12-1:15pm Southern Komfort Brass Band

Brass bands may be mostly identified with New Orleans, but Southern Komfort brings its own spin to the tradition, drawing on ideas from the musicians’ hometown of Jackson, Miss., and beyond. Expect to hear standards and anthems from the Crescent City’s second line parades, but also horn-heavy new arrangements of tunes by a wide gamut that includes Rick James, The Isley Brothers, R.L. Burnside and Z.Z. Hill. Their original tunes, especially “Make You Sweat” and “Rock Like Us” have also kept parties jumping. Formed in 2010, the nine-piece ensemble has enlivened festivals and clubs throughout the region and has no shortage of fans back home, including multiple wins of the Best Of Jackson Award as Best Original Band from the Jackson Free Press. (AC)


1:30-2:45pm Jonathan Ellison and the RAS Blues Band

Growing up in Tennessee, Jonathan Ellison sang in Southern churches as part of The Ellison Family gospel group. While he got into different kinds of music while studying at the University of Memphis, he always maintained the inflections and aesthetics of his earliest years. Ellison’s strong emotional force comes across in his deeply resonant guitar playing and conscious lyrics, especially in “I Bleed Red Just Like You,” a poignant plea for racial harmony. But he also writes about such eternal themes as falling in and out of love. The blues community has embraced his voice and he was a key player with the B.B. King Allstars. He also served as Denise LaSalle’s musical director and lead guitarist until her passing in 2018. The following year he received the prestigious W.C. Handy Heritage Award and continued touring with his RAS Blues Band. This year he will release the self defining album Rhythm and Soul Blues Man. (AC)

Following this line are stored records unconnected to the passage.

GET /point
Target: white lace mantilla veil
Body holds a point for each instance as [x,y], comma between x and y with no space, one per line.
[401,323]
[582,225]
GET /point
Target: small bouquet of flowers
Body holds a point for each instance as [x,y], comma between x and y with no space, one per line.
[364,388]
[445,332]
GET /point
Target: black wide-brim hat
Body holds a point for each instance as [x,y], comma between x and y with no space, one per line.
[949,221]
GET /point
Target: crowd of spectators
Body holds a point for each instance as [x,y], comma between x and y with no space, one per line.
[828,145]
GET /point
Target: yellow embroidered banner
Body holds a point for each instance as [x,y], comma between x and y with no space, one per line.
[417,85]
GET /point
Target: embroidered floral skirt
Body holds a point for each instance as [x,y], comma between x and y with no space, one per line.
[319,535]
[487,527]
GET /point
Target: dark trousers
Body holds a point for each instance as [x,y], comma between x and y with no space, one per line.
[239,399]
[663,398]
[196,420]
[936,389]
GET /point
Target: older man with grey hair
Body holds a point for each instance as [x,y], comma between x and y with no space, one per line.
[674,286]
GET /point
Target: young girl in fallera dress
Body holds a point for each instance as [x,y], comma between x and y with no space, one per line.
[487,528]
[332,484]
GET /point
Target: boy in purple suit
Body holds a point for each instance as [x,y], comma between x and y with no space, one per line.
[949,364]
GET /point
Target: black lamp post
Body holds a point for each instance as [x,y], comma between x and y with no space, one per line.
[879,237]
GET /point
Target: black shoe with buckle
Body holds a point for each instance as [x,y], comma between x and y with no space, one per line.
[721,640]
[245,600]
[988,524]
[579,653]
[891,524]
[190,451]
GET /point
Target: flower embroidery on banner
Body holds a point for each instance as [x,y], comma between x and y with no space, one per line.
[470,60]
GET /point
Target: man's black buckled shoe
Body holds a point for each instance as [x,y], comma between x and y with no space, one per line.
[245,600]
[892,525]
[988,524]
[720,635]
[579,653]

3:00-4:15pm Anissa Hampton

Chicago-born, Mississippi-based singer Anissa Hampton has said, “There have been so many people with various styles that have been affected in my presentation of song and I never wanted to be boxed into just one category.” Her music exemplifies that perspective. Growing up hearing country records informs her approach to the blues, as does her ongoing love for contemporary soul, jazz and opera. That versatility and powerful voice made her an ideal backing singer for such leaders as Willie Clayton and Calvin Richardson. Along with her wide ranging musical sensibility, Hampton is also a sharp lyricist, writing the singles to her assertive “Big Sexy” and “Doing My Own Thang.” All of these talents are wrapped up in her infectious sense of fun, such as in her new single “Doggone Shucky Ducky” produced by a Mississippi colleague, Castro Coleman (a.k.a. Mr. Sipp) and will be featured on her new EP, All Of Me. (AC)


4:30-5:45pm Jaye Hammer

“I ain’t leaving Mississippi,” Jaye Hammer sang on his 2015 Ecko release, Im the Right Man, and that declaration still rings true—as polished and even urbane as his songs’ melody lines and his studio production may get, Hammer’s countrified accent and the subject matter of his lyrics remain resolutely down-home—a gauntlet thrown down, proclaiming  that southern soul-blues is alive, well, and, above all, still proudly southern. Born Jeremy George in Friars Point, Miss., in 1981, Hammer sang in his hometown’s Missionary Baptist Church as a child; he began performing locally when he was in his late teens and recorded his first CD on the Blues River label in 2002. Since 2011 he’s been recording for Ecko; his punchy vocal delivery and crisp enunciation make him an eloquent storyteller, and his songs’ storylines—usually concerning the classic blues themes of love won, lost, and desired—are vividly drawn.  Like many southern soul artists, Hammer does much of his performing at festivals—he’s well known throughout the Deep South and the southwest, and he is slowly expanding his reach to include Northern blues strongholds like Chicago.  (DW)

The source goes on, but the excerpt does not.